In Ruby 2, the keyword argument is a normal argument that is a Hash object (whose keys are all symbols) and is passed as the last argument.  This design is chosen because of compatibility, but it is fairly complex, and has been a source of many corner cases where the behavior is not intuitive.  (Some related tickets: #8040, #8316, #9898, #10856, #11236, #11967, #12104, #12717, #12821, #13336, #13647, #14130)

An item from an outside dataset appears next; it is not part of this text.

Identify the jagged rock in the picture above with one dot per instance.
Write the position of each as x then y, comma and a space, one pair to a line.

In Ruby 3, a keyword argument will be completely separated from normal arguments.  (Like a block parameter that is also completely separated from normal arguments.)
This change will break compatibility; if you want to pass or accept keyword argument, you always need to use bare `sym: val` or double-splat `**` syntax:

```
# The following calls pass keyword arguments
foo(..., key: val)
foo(..., **hsh)
foo(..., key: val, **hsh)

# The following calls pass **normal** arguments
foo(..., {key: val})
foo(..., hsh)
foo(..., {key: val, **hsh})

# The following method definitions accept keyword argument
def foo(..., key: val)
end
def foo(..., **hsh)
end

# The following method definitions accept **normal** argument
def foo(..., hsh)
end
```

In other words, the following programs WILL NOT work:

```
# This will cause an ArgumentError because the method foo does not accept keyword argument
def foo(a, b, c, hsh)
  p hsh[:key]
end
foo(1, 2, 3, key: 42)

# The following will work; you need to use keyword rest operator explicitly
def foo(a, b, c, **hsh)
  p hsh[:key]
end
foo(1, 2, 3, key: 42)

# This will cause an ArgumentError because the method call does not pass keyword argument
def foo(a, b, c, key: 1)
end
h = {key: 42}
foo(1, 2, 3, h)

# The following will work; you need to use keyword rest operator explicitly
def foo(a, b, c, key: 1)
end
h = {key: 42}
foo(1, 2, 3, **h)
```

I think here is a transition path:

* Ruby 2.6 (or 2.7?) will output a warning when a normal argument is interpreted as keyword argument, or vice versa.
* Ruby 3.0 will use the new semantics.